Tanpa aba-aba, tanpa direncana, kejahatan ditampakkan tepat di depan mata. Kali ini seolah mengajaknya berlagak. Semesta seakan memberi ujian pertama dalam kebimbangannya menentukan jalan.  Tidak rugi baginya untuk bersikap tidak peduli, namun dorongan besar memaksanya berbuat. Tidak bisa hanya dengan menutup mata atau memaksa diri bergaul dengan kata 'bukan urusanku', Firman sangat membenci orang-orang pengecut. Tidak ada buaya yang menolak diberi bangkai meski sejauh ini Firman berseteru dengan dirinya sendiri. Bersikap masa bodoh bisa seringan mengangkat kapas baginya. Tetapi, layaknya sebuah penebusan, dia tidak ingin melihat orang-orang tersakiti tepat didepan mata.

Keringat kini membanjiri tubuh melambungkan rasa murka yang masih hangat di dalam dada. Kepalan tangan memanaskan kekuatannya sebagai alat penebusan dosa. Ia meringis memperlihatkan urat-urat yang masih gentar. Dia justru tidak akan baik-baik saja jika bersembunyi, setidaknya ia memberi rasa kapok pada tokoh-tokoh antagonis di dunia ini, terlebih dirinya sendiri yang mencoba bangkit dari kubangan keruh masa lalulal

Firman jongkok menarik kerah si preman yang masih mengaduh kesakitan.

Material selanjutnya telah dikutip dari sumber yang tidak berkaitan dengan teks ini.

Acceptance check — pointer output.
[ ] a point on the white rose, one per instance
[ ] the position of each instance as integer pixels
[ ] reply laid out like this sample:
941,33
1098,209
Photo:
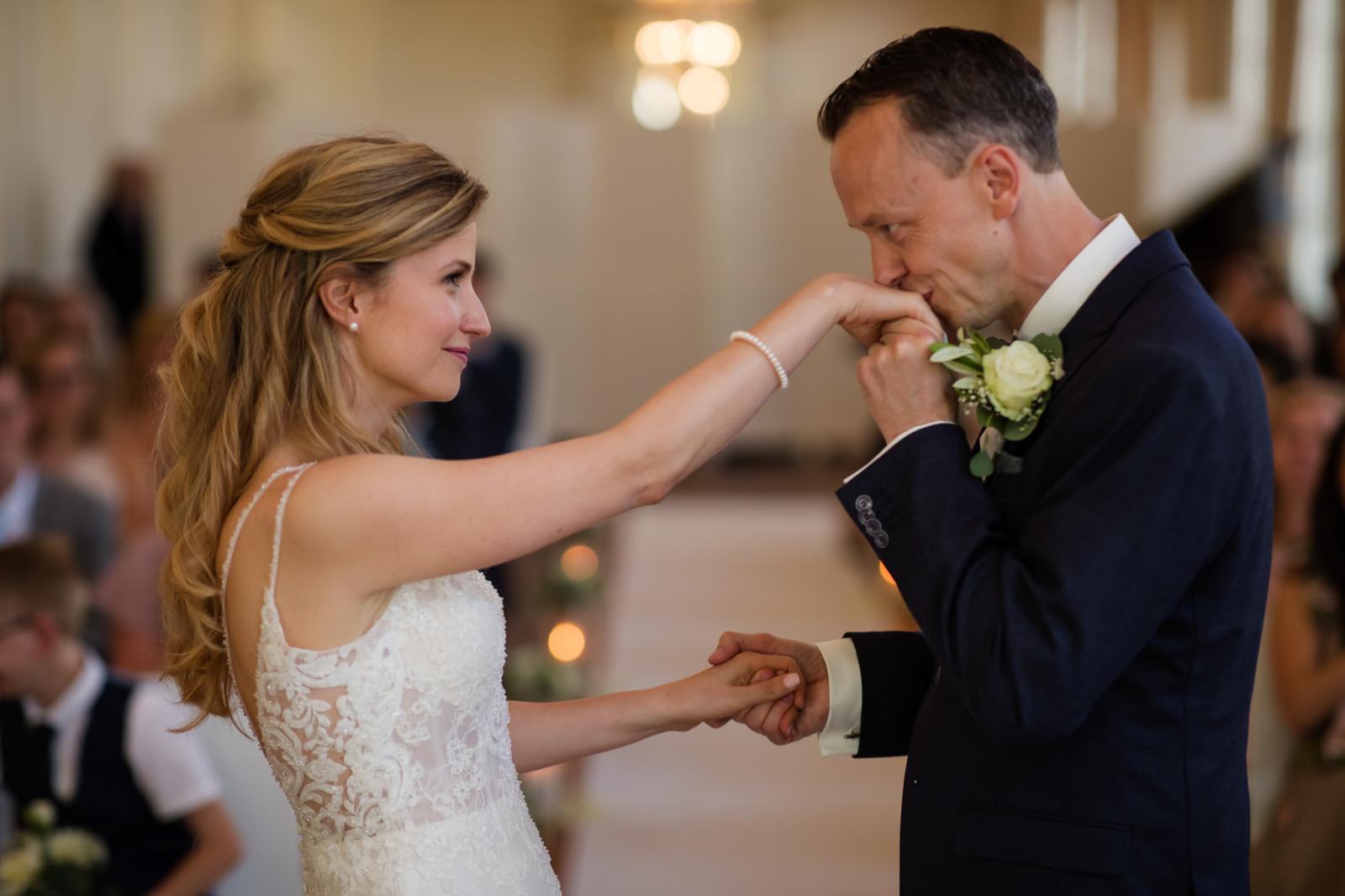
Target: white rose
77,848
1015,377
20,867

"Kalau mau nyari yang lebih, jangan anak sekolah!" Firman menyeringai sambil berbisik

Preman bertampang sangar itu memejamkan matanya tak berani menatap, napasnya masih tersengal-sengal dengan kondisi mulut penuh noda darah.

"Kalung ini harganya nggak seberapa. Kalau mau yang lebih, coba bobol toko emas. Tapi jangan harap habis itu bisa santai di warung sambil makan mie lagi. Lu bisa langsung jalan-jalan ke neraka," kekeh Firman lalu menghempaskan tubuh si preman begitu saja. Beberapa orang yang kebetulan tengah berada di warung itu juga menonton aksinya. Tak ada satupun dari mereka yang menyaksikan berniat melerai. Tak ada yang berani melakukannya. Setelah membereskan si preman, Firman segera pergi. Dia kembali ke halte tempat dimana gadis SMA itu dijambret.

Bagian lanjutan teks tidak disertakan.